Type safety on Spark DataFrames - Part 1

At 51zero we've been using Apache Spark since early 2014 to deliver Big Data solutions for our clients.  We're huge fans of the framework and we've enjoyed watching it's development as well as contributing to the project.  

Spark 1.3 introduced the DataFrame API in March 2015, in some respects, this was a great improvement in comparison to the RDD API as spark could now optimize your queries thanks to the Catalyst optimizer.

However, for those of us who like to program in Scala because of its strong typing, it left us with mixed feelings.

For instance, do you know what this function does to your DataFrame?

def computeStuff(df: DataFrame): DataFrame

Without a good documentation, it is impossible to know:

  • what are the required columns in the input DataFrame?
  • what are the columns added to the output DataFrame?
  • what are the types of the input/output columns: are they String, Double, Int?

If you have a non-trivial program which composes several such transformations, it becomes tricky to follow what is going on.

Without proper unit testing, your program becomes brittle and breaks with simple changes.
You start to feel as if you were using some kind of dynamic language. This can be beneficial in some situations, but then why would you use Scala for that?

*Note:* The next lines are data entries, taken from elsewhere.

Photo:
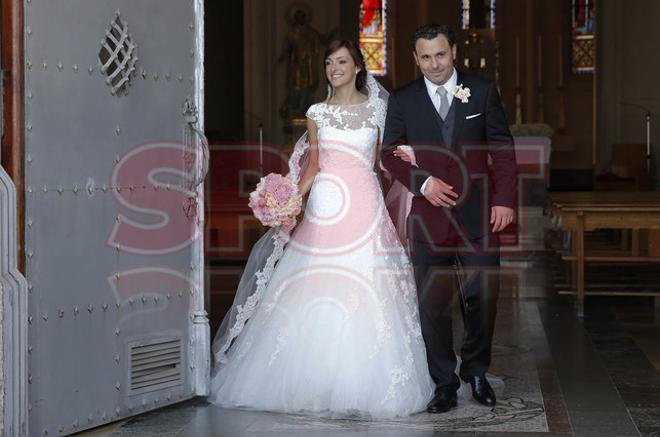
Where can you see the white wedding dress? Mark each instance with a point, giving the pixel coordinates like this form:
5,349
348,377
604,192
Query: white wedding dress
336,331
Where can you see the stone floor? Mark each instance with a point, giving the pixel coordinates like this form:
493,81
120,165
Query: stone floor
555,374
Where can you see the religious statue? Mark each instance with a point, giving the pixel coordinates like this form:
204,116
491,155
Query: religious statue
301,52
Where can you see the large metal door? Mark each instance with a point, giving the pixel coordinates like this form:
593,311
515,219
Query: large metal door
113,210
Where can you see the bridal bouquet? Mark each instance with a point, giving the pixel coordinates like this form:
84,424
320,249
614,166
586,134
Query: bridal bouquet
276,201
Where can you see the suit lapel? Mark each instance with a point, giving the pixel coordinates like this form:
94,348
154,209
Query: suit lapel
461,111
428,103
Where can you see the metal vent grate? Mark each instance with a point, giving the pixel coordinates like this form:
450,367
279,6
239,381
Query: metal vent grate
155,366
118,56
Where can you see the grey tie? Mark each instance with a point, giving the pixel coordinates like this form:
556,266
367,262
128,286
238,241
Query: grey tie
443,109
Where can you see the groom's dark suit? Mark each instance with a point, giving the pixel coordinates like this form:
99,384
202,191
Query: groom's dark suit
455,150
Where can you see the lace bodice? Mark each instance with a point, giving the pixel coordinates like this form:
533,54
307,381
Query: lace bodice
348,134
368,114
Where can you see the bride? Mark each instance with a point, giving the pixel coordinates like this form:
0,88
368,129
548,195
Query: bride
325,321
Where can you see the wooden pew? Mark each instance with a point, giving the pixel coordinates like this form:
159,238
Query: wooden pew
580,212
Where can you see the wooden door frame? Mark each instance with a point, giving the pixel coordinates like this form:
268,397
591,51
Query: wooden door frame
13,117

A good API should let you manipulate data flexibly when you do not know its structure in advance, but it should allow you to put strong constraints when you do know its structure.

For instance, a program which executes a parametrized SQL statement to write data to a directory would use a 'flexible' API => DataFrame

On the other hand, a program which executes pre-defined statements to compute a sum or an average should use a 'constrained' API.

DataSets to the rescue

These problems have been acknowledged by the Spark development team for quite some time.  This is why Spark 1.6 brought us the experimental DataSet API.  But do they really bring us the type safety we are looking for? Let's have a look:


case class Person(id: Int, name: String, age: Int, city: Option[String])
val df = sc.makeRDD(Seq(
(1, "Albert", 72, Some("Paris")),
(2, "Gerard", 55, Some("London")),
(3, "Gerard", 65, None),
(4, "Robert", 63, Some("Paris"))
"id","name", "age", "city")
val ds = df.as[Person]

First of all, let's try to execute a simple select to narrow down the number of columns:

ds.select(col("name").as[String], $"age".as[Int]).collect()

This returns a properly typed collection, but we have to use a String to refer to the fields of the Person case class, and we are forced to cast the columns to the appropriate type.
However we can alternatively map over the DataSet to keep our type safety:

ds.map(p => (p.name, p.age)).collect()

The inconvenient of is that this code does not use the Catalyst optimizer, and hence we have witnessed it being slower than using select.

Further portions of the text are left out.